Suppose (just hypothetically) that Commissioner Repella were to cast the deciding vote on the appointment of a really bad board member. How does the "elected official component" make the situation more accountable? Commissioner Repella is term limited. To show public displeasure against that decision, no one can vote against her for Commissioner next time, because she can't run. And with the many other issues that Commissioners are tasked with, won't library issues tend to get lost in the cloud? If being an elected official just means that people can speak up at public meetings to the decision-makers, the public can do that at library board meetings, too.
But also, see this news article from 2011, in which then local Republican Party Chairman Mark Baisley said that "he was approached by a person running for a local utilities board.

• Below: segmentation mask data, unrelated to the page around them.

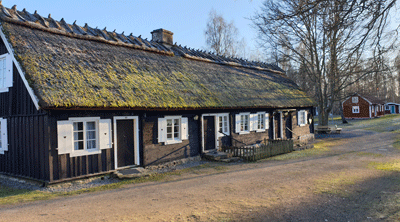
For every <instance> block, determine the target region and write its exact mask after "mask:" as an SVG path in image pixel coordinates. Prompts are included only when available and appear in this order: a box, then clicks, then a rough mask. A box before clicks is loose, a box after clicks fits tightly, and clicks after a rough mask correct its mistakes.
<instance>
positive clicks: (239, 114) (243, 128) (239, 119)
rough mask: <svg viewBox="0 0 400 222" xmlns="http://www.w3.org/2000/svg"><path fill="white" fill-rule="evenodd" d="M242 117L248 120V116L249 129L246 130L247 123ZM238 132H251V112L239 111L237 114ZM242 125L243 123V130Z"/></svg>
mask: <svg viewBox="0 0 400 222" xmlns="http://www.w3.org/2000/svg"><path fill="white" fill-rule="evenodd" d="M242 117H243V118H244V120H246V117H247V130H245V129H244V128H245V126H246V125H245V123H246V122H243V121H242ZM235 119H236V123H235V124H236V133H239V134H248V133H250V128H251V121H250V112H247V113H239V114H236V118H235ZM242 125H243V130H242Z"/></svg>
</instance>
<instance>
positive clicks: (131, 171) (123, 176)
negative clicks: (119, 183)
mask: <svg viewBox="0 0 400 222" xmlns="http://www.w3.org/2000/svg"><path fill="white" fill-rule="evenodd" d="M114 175H115V176H116V177H117V178H119V179H133V178H138V177H143V176H148V175H150V171H149V170H147V169H144V168H143V167H134V168H126V169H122V170H117V171H115V172H114Z"/></svg>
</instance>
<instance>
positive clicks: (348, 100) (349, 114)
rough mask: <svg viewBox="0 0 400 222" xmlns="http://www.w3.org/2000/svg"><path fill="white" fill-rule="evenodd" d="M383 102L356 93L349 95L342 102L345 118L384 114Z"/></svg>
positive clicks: (343, 112)
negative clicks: (352, 94) (346, 97)
mask: <svg viewBox="0 0 400 222" xmlns="http://www.w3.org/2000/svg"><path fill="white" fill-rule="evenodd" d="M384 107H385V102H384V101H383V100H381V99H379V98H376V97H374V96H368V95H360V94H358V93H355V94H353V95H352V96H349V97H348V98H347V99H345V100H344V101H343V102H342V108H343V115H344V117H345V118H351V119H357V118H374V117H380V116H383V115H385V110H384Z"/></svg>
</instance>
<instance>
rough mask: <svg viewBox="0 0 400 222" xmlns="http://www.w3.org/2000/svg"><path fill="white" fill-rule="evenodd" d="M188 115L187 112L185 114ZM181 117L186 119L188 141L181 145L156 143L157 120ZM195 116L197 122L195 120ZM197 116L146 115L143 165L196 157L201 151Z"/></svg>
mask: <svg viewBox="0 0 400 222" xmlns="http://www.w3.org/2000/svg"><path fill="white" fill-rule="evenodd" d="M187 113H188V112H187ZM175 115H181V116H182V117H187V118H188V127H189V139H188V140H183V141H182V143H177V144H169V145H164V144H163V143H158V118H162V117H164V116H175ZM195 116H197V118H196V119H197V120H195V118H194V117H195ZM200 116H201V115H199V114H195V113H194V114H184V113H179V112H173V113H147V117H146V118H144V120H143V130H142V131H143V144H144V147H143V165H144V166H148V165H156V164H161V163H165V162H169V161H173V160H177V159H182V158H188V157H193V156H197V155H199V154H200V151H201V140H200V138H201V137H200V131H199V130H200V119H201V118H200Z"/></svg>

He says they had never gotten involved in local races like this, but then he realized, the party should get involved to start taking the country back from the Democrats, one small office at a time."

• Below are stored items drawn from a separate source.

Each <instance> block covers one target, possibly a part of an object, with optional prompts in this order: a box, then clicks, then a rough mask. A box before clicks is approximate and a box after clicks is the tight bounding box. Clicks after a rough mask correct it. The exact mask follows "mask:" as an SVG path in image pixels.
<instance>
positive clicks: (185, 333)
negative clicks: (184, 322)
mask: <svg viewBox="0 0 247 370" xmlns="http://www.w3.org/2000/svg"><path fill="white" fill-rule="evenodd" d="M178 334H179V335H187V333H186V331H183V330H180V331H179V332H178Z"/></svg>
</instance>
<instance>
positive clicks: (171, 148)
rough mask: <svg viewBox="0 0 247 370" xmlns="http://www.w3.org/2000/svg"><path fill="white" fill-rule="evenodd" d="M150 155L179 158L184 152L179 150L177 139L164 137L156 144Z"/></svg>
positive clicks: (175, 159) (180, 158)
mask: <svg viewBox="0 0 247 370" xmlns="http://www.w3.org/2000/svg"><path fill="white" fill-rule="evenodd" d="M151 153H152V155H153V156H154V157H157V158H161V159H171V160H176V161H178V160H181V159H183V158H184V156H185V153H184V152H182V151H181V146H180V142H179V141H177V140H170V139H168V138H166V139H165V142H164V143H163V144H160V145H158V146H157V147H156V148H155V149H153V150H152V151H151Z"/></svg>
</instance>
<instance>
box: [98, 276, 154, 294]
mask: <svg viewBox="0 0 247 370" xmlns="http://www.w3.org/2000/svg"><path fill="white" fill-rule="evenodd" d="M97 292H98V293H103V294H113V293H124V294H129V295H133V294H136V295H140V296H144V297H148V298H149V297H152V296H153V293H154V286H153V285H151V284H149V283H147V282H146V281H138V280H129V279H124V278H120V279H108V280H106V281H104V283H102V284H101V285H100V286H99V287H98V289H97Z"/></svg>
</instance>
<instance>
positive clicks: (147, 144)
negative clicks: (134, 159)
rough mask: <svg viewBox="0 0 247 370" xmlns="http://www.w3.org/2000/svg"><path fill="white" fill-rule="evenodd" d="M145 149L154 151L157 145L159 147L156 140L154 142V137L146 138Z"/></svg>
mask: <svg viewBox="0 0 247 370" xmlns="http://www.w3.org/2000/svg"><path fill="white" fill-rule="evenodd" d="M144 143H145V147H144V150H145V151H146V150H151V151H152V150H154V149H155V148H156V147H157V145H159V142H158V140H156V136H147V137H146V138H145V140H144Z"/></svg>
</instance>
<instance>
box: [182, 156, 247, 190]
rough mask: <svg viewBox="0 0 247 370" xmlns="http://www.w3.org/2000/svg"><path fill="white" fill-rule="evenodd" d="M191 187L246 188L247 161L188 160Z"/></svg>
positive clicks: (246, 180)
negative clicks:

"They do make a difference. Town council members do make a difference," Baisley said. "Board members on library boards do make a difference."
My conclusion: the library board issue wasn't about accountability. It was about partisan control.

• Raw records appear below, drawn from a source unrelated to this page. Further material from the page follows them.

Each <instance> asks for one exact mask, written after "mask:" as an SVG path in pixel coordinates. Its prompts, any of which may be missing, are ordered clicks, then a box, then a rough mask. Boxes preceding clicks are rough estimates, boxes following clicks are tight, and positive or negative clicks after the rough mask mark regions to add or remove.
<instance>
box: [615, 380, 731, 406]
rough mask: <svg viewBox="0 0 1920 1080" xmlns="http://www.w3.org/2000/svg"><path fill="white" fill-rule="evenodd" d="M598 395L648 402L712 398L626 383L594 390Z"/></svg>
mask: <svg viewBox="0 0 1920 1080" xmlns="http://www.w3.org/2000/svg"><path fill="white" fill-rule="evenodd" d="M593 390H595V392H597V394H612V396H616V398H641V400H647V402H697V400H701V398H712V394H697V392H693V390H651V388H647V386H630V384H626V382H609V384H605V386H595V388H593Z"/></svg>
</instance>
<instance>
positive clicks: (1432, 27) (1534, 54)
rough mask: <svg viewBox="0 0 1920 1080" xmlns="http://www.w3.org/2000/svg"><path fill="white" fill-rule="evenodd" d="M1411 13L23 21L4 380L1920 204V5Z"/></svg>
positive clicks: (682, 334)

There's nothing illegal about that, incidentally. It wasn't illegal for the party to take over the local school board, either. But is it in the best interests of all Douglas County residents?
As far as the library is concerned, that depends on the actual process that's put in place. Will it be as open and inclusive as the library board's process? Will the Commissioners try to match the skills of candidates with the existing library vision, priorities, and projects? It's hard to know; so far, the Commissioners haven't asked about any of that.